Both candidates see their potential history-making wins as victories for all Black women.
“When Black women win, we all win,” said Rogers-Shaw, “and the more intersections we can add on that, the more we’re doing for more people. So, when Black queer women win, we all win. When Black trans women win, we all win. When Black immigrant women win, we all win. So I think it’s another step in being able to be part of a decision making body that can transform the state of Florida.”
“When one of us gets free, it opens the door for all of us to get free,” she said. “So I think it would be really special, and I think that knowing there are young women that will look up and be able to see me step into that [role] being very clear about who I am and being unashamed about who I am and knowing they are able to do whatever they want to do is what means the most to me.”
Among many other social justice cases, Rayner became known for representing the family of 28-year-old Markeis McGlockton, an unarmed Black man who was shot and killed in a parking lot by Michael Drejka. Drejka, a white man, claimed self-defense under Florida’s ‘stand your ground’ law.
This case, Rayner said, reminded her how significantly legislation can affect people’s day to day lives. She recalled McGlockton’s father telling her he remembered hearing arguments about ‘stand your ground,’ but he never thought it would come to his house.
“In that moment I understood how the law and the policies we write impact people’s day to day lives,” she said, “and the weightiness and the responsibility of that, so with that there’s a level of soberness I take into that. [Serving in the legislature means] understanding the privilege that you have to be able to create law, that you have to do it with people in mind, and that’s the way I practice law. I understand that whatever I do in this case, whether it’s a criminal case or a civil case, it’s impacting someone’s life, it’s their freedom, their family, their finances.”
Rogers-Shaw also has a people-centered philosophy.
“We need a legislature that is focused on people,” she said. “I know it feels so pie in the sky, but that’s what you’re sent there for; it’s not only to represent your district, but to build a healthier state… I have been working in the capital for years, so to be in committee rooms, to be on the house floor and to hear people over and over talk about these conditions, and yet we can’t get the votes we need to be able to do some of this common sense legislation is infuriating.”

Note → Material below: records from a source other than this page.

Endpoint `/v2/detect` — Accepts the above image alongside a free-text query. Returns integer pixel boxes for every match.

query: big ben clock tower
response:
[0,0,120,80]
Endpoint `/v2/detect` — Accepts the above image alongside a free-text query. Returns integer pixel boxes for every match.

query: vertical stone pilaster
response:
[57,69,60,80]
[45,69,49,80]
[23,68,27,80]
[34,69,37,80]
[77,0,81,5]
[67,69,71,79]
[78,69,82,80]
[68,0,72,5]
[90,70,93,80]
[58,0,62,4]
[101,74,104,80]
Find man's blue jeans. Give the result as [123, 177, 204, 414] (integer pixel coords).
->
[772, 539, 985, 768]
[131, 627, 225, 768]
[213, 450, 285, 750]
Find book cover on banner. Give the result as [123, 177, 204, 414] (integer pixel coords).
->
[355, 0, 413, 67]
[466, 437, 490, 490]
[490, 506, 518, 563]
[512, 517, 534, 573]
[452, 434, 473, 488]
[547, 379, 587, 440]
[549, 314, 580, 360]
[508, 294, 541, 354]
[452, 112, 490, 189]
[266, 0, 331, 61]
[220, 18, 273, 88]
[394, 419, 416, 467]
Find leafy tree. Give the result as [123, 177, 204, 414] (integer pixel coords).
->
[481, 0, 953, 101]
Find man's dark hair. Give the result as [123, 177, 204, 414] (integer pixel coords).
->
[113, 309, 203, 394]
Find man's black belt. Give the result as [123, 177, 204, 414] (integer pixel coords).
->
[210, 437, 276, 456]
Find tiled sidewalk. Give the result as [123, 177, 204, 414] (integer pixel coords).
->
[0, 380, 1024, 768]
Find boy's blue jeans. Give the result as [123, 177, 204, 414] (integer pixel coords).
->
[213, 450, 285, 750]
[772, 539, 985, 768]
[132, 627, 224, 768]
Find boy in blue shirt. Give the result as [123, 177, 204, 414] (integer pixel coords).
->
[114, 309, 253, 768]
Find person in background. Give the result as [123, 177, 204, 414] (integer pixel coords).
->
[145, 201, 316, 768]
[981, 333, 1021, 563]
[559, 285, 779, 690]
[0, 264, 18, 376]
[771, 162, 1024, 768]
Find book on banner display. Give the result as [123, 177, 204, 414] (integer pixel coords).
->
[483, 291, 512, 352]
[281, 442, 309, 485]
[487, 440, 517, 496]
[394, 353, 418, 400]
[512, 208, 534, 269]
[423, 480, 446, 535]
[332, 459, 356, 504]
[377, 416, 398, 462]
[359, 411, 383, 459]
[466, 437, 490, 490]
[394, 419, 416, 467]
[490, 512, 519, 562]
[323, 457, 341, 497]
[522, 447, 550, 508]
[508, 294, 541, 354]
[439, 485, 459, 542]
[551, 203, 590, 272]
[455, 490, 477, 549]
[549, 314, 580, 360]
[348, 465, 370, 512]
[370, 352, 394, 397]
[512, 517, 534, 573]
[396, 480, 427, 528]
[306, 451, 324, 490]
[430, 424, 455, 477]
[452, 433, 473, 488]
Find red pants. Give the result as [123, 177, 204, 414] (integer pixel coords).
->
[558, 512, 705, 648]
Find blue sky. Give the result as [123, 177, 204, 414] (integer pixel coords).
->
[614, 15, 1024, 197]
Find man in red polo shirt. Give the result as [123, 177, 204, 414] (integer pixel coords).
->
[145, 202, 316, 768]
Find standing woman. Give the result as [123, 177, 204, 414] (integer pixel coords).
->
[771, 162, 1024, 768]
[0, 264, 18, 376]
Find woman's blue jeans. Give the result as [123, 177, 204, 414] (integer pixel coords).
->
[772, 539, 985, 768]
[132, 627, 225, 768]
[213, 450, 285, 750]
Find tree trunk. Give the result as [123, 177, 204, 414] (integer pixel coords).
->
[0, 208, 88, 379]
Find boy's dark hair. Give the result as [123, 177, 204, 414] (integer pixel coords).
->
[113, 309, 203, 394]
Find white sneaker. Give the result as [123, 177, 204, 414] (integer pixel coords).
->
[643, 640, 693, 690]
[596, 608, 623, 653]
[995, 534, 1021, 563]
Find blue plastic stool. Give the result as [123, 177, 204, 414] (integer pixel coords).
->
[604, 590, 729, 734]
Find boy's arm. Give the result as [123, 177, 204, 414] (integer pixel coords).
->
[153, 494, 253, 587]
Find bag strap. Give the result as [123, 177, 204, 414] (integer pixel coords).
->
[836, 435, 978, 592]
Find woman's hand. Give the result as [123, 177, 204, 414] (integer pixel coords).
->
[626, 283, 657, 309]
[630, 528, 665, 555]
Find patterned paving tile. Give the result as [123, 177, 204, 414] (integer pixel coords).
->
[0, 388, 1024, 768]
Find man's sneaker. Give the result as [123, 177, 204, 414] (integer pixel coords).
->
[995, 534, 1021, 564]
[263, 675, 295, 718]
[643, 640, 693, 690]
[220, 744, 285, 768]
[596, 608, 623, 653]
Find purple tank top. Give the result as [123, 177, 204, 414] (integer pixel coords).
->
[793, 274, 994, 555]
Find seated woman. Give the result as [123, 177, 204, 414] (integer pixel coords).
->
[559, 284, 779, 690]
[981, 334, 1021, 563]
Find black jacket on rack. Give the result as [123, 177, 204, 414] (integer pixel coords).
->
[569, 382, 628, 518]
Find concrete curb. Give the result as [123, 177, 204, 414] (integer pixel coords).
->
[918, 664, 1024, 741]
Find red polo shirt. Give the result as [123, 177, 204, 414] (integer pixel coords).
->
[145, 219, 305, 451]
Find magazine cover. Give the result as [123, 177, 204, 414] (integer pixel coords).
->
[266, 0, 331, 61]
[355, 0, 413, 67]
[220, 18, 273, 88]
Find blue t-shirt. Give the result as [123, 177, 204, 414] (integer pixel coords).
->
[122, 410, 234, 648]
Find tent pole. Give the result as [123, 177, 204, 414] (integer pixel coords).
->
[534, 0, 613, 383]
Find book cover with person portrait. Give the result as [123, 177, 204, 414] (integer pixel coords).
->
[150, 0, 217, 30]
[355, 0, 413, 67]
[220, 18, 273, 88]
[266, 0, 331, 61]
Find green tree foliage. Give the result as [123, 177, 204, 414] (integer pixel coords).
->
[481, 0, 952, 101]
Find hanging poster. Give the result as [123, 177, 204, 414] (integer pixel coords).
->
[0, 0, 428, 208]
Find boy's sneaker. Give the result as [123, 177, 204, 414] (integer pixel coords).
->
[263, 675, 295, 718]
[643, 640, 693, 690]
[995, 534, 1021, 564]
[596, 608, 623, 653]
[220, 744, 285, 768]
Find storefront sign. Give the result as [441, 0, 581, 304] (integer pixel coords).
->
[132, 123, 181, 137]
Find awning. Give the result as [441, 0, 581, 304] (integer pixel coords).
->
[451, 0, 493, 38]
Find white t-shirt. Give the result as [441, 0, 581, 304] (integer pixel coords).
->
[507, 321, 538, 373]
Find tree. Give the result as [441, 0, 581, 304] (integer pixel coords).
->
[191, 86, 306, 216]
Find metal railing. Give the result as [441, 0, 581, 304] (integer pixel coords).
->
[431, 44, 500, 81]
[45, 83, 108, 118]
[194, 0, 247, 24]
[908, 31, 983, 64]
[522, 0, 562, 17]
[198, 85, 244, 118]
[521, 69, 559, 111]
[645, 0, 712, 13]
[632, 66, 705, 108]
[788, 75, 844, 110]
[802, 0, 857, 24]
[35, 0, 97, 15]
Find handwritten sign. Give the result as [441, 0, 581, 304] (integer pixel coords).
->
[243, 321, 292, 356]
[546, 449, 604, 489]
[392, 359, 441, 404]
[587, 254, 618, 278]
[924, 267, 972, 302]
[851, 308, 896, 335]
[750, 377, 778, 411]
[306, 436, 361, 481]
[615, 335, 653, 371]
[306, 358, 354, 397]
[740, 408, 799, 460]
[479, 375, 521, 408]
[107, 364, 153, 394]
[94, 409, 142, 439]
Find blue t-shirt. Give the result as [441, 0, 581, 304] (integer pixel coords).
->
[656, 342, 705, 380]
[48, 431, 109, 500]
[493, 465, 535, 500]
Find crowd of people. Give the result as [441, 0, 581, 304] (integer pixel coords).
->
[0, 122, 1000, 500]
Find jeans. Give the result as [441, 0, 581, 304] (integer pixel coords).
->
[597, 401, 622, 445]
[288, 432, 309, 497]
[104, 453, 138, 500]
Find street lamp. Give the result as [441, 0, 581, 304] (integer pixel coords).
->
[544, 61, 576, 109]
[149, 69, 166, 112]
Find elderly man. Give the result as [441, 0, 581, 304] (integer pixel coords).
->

Rogers-Shaw wants voters to know that she will continue putting community first.
“Before I had a title, I was working in the capital,” she said. “Before I had a title, I was doing community work as a founding member of Black Lives Matter Alliance. Before I had a title I was working with low-income Black and Brown women on local legislation, and working with union folks and LGBTQ folks. I’ve been here, and the evidence of that is raising $90,000 in three months from over 1000 people. The evidence of that is getting over 30 organizational endorsements from statewide, local, and national organizations, and the evidence of that is having elected officials willing to come out against an incumbent and say we believe you’re more rooted in community and can do more work in the capital.”
Rayner feels equally rooted in her community.
“One of the most important things I want voters to know is that if you’re looking for me, I’ll be with the people,” she said. “If you want to know who I am and who I’m serving, it’s the people if District 70, and I’m always going to be accessible. I’m always going to be accountable and transparent. I’m always going to walk with integrity, and I want people to know that.”
The Democratic primary will be held on August 18.